The state FIN-WAIT-1 is mapped into ACTIVE_CLOSEREQ, i.e. the server seems
to be the one running on port 2008; it has sent a CloseReq, asking the client
to terminate the connection. The DCCP spec says that the CloseReq must be
retransmitted (RFC 4340, 8.3.1).

   Endpoints in the CLOSEREQ and CLOSING states MUST retransmit DCCP-
   CloseReq and DCCP-Close packets, respectively, until leaving those
   states.  The retransmission timer should initially be set to go off
   in two round-trip times and should back off to not less than once
   every 64 seconds if no relevant response is received.
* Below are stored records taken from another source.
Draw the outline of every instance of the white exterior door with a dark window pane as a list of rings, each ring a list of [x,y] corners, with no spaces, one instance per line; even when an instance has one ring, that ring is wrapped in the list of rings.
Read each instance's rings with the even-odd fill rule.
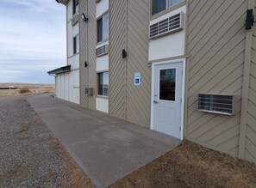
[[[154,65],[153,130],[181,138],[183,63]]]

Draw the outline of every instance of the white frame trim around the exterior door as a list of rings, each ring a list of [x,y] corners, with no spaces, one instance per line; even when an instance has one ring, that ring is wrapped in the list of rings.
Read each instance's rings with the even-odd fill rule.
[[[154,79],[155,79],[155,67],[157,65],[163,65],[163,64],[175,64],[175,63],[182,63],[182,102],[181,102],[181,131],[180,131],[180,139],[184,139],[184,91],[185,91],[185,70],[186,70],[186,59],[185,58],[179,58],[175,60],[165,61],[165,62],[159,62],[159,63],[153,63],[152,64],[152,83],[151,83],[151,120],[150,120],[150,129],[154,130],[153,127],[153,95],[154,95]]]

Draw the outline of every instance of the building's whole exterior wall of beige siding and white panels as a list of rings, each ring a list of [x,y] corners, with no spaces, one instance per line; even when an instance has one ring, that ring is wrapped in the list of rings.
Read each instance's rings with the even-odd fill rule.
[[[69,1],[67,33],[68,37],[80,34],[80,53],[72,54],[72,40],[67,39],[72,72],[57,76],[57,97],[149,128],[152,67],[164,60],[184,59],[184,138],[256,162],[256,27],[245,29],[247,9],[255,9],[256,0],[187,0],[159,15],[151,15],[151,2],[81,0],[79,14],[88,15],[89,21],[79,19],[78,27],[70,27]],[[109,44],[109,54],[97,58],[96,48],[104,44],[97,43],[97,17],[106,9],[109,39],[103,42]],[[150,23],[181,11],[184,30],[148,38]],[[174,45],[168,48],[168,44]],[[99,97],[97,73],[105,70],[109,70],[109,97]],[[134,85],[135,73],[141,75],[140,86]],[[92,96],[84,93],[86,87],[93,88]],[[200,93],[234,94],[234,115],[199,112]]]

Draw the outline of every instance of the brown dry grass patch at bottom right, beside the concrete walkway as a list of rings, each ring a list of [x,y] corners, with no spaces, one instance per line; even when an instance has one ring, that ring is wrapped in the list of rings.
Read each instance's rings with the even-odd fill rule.
[[[256,187],[256,166],[184,141],[110,187]]]

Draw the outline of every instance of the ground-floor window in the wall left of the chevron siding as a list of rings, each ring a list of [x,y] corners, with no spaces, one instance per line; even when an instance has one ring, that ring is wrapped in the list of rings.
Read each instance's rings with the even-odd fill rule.
[[[109,96],[109,72],[98,73],[98,95]]]

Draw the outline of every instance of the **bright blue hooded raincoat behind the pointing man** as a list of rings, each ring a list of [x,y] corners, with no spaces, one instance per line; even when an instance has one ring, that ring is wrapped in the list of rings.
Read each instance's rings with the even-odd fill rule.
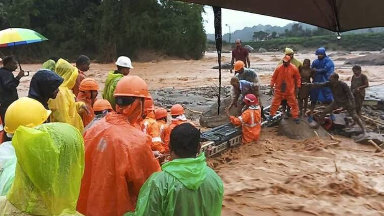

Hence the implementation is according to the spec - the server will
retry until it gets the required DCCP-Close from the client, and only
then leave the CLOSEREQ state.

| > DCCP is connection-oriented, so killing a server/client is different
| > from UDP. When you try to kill a DCCP node, it will first try to finish
| > its connection. The `hang' effect is most likely due to an uncompleted
| > system call such as close(), and it is in a non-interruptible state.
| >
| 10 minutes for an uninterruptible call seems to be quite a long time. If I 
| were a system administrator it would probably drive me mad.
| 
I think that there are cases in TCP where TCP is similarly pernicious.
Not least because DCCP uses the same sysctls (request_retries,
retries1, retries2).

| > I am aware that there is at least one patch which may remedy the problem
| > you encountered, which is the patch to clean up the write queue on
| > (forced) disconnect, also the wait-for-ccid cleanup routine which
| > flushes the write queue at the end of the connection.
| >
| Is it in experimental tree?
| 
Yes theses patches are all in the experimental tree. What they do is to
purge the write queue on abnormal termination and they ensure that
flushing the write queue at the end of a connection takes no longer than
the SO_LINGER time. 

But as you already said that the problem happens with both CCIDs, it may
(or may not, am not entirely sure) be that this does not help with the
long timeouts. It is definitively worth a try:
http://www.linux-foundation.org/en/Net:DCCP_Testing#Experimental_DCCP_source_tree	

| > There are also sysctls to reduce the number of attempts to repeat a
| > (futile) close at the end, in Documentation/networking/dccp.txt
| You mean the *retries* entries? Setting all three to 1 doesn't make it any 
| better.
How to quantify `better'? Changing valueswill not change the problem as such, but
it will reduce the timeout until the server gives up. And from earlier
tests (about 1+1/2 years ago when the sysctls were activated) I recall that
this worked correctly.

There are alternatives, the first relates to your comment below.
| And one more thing: if I try to interrupt the client program before it reaches 
| its end all is fine - the program finishes execution immediately.
| -- 
In this case the long timeout is avoided: the client either sends a Reset (when
it still has unread data or SO_LINGER with linger=0 is used) or a Close
if it terminates cleanly. In this case the server directly closes and
does not enter into CLOSEREQ where it is required to retransmit the
CloseReq.

So to get around the annoyance, killing the client first avoids these
long waiting times.

(The other alternative is to enable the DCCP_SOCKOPT_SERVER_TIMEWAIT
 option (documented also in Documentation/networking/dccp.txt), where the
 server sends just a single close. But if here also the client dies
 before the server, the server would have to retransmit the Close also.)